Employer Contribution to Social Security Disability Insurance Debated

A recent article (found here: http://www.lifehealthpro.com/2013/03/14/could-employers-help-cut-ssdi-claims) discussed some of the various Social Security Disability Insurance cost-cutting measures currently being proposed and discussed.

According to Stephen Goss, chief actuary of the Social Security Administration, the Disability Insurance Trust Fund is expected to no longer be adequate by 2016.  At that point, without any changes, the program will only be able to pay 79% of promised benefits.  According to Goss, the budget problems are not necessarily systemic or permanent.

“[R]estoring sustainable solvency for the DI program will not require continually greater benefit cuts or revenue increases,” he said.  “A one-time change to offset the drop in birth rate and past shifts in other ‘drivers’ is all that is needed to sustain the DI program for the foreseeable future.”

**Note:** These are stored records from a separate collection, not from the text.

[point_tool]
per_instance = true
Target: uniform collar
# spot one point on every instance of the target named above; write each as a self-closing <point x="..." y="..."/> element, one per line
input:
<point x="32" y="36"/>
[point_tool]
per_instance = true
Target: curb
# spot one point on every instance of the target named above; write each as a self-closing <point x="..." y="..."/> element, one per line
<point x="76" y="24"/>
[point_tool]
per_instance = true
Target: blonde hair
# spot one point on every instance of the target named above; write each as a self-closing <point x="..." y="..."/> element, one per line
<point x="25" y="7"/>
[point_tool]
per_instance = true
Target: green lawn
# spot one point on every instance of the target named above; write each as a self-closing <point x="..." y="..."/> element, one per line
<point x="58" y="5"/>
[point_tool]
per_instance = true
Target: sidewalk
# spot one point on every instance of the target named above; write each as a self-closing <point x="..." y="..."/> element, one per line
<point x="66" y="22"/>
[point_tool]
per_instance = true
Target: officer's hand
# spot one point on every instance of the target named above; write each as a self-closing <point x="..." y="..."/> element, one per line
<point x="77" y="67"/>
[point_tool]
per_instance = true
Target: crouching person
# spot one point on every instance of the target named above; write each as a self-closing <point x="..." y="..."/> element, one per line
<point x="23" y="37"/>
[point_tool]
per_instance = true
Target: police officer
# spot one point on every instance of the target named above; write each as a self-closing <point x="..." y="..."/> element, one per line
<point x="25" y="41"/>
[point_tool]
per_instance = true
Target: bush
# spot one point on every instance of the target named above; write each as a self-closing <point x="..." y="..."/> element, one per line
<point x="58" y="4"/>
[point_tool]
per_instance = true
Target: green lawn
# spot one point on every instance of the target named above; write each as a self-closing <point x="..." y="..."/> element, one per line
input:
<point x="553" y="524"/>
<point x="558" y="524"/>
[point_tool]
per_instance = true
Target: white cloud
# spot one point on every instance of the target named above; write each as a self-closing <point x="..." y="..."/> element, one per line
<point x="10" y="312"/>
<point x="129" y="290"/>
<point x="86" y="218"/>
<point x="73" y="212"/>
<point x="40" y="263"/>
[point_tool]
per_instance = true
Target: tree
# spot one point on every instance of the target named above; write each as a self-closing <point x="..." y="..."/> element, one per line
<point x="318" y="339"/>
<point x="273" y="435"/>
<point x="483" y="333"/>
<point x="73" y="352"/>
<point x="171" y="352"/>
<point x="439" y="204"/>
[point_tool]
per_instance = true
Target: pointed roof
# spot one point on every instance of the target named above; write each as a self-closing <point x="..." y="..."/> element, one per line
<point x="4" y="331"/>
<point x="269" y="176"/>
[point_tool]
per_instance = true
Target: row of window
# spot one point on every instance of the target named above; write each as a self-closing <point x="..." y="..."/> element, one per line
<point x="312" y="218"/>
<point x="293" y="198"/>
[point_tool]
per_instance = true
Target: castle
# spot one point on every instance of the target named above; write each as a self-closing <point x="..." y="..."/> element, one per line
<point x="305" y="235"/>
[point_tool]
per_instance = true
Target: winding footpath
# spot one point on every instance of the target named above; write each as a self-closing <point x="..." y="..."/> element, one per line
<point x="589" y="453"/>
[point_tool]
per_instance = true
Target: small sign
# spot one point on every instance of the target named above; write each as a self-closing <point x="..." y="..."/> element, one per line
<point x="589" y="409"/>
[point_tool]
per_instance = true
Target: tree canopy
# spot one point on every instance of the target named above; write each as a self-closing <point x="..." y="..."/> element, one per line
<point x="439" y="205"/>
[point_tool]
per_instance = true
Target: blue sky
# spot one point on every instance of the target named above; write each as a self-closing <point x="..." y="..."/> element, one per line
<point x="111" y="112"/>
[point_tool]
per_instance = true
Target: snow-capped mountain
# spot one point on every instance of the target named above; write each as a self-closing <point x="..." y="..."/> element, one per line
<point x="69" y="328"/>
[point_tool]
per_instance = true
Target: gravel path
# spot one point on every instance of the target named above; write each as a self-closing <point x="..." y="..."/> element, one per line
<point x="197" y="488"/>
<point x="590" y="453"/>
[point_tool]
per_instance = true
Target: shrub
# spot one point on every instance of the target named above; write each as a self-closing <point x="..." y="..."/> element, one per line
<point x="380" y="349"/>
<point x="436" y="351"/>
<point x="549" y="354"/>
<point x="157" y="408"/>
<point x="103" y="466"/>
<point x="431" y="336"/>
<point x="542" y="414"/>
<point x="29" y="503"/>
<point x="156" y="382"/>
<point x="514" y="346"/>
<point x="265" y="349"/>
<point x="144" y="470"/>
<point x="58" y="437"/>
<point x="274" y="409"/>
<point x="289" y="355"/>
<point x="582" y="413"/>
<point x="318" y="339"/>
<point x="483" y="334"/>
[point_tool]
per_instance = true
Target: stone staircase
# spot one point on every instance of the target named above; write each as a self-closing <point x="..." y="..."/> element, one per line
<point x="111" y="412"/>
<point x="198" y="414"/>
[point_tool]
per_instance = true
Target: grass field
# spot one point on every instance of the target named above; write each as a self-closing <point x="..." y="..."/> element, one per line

Goss testified to Congress that the reason for the budget problems is simply the dramatic drop in the post-baby boomer generation birth rate—a demographic inequity that will right itself in time.

Until then, though, a number of creative changes have been proposed—ones that reach beyond simple benefit reductions or beneficiary premium (or worker tax) increases.

Currently, the SSDI program is funded through a flat-rate payroll tax on all employers and employees.  But one idea is to change that framework.  In the flat-rate system, “employers do not bear the cost associated with a disabled worker who stops working and becomes [an SSDI] beneficiary,” noted one policymaker.

He suggests requiring employers to pay a portion of their workers’ SSDI benefits, as is required in some countries.  Conceptually, this could encourage employers to keep workers at work—even those that might no longer be able to perform the same tasks as before—rather than pay benefits for former employees.  But critics of the proposal worry that this could discourage employers from hiring individuals with disabilities, or with higher risks of disability.

So, as the clock ticks down to the Trust Fund’s tipping point, lawmakers will have to balance all the policies in question, and come up with a solution that fixes the problem without unfairly harming workers.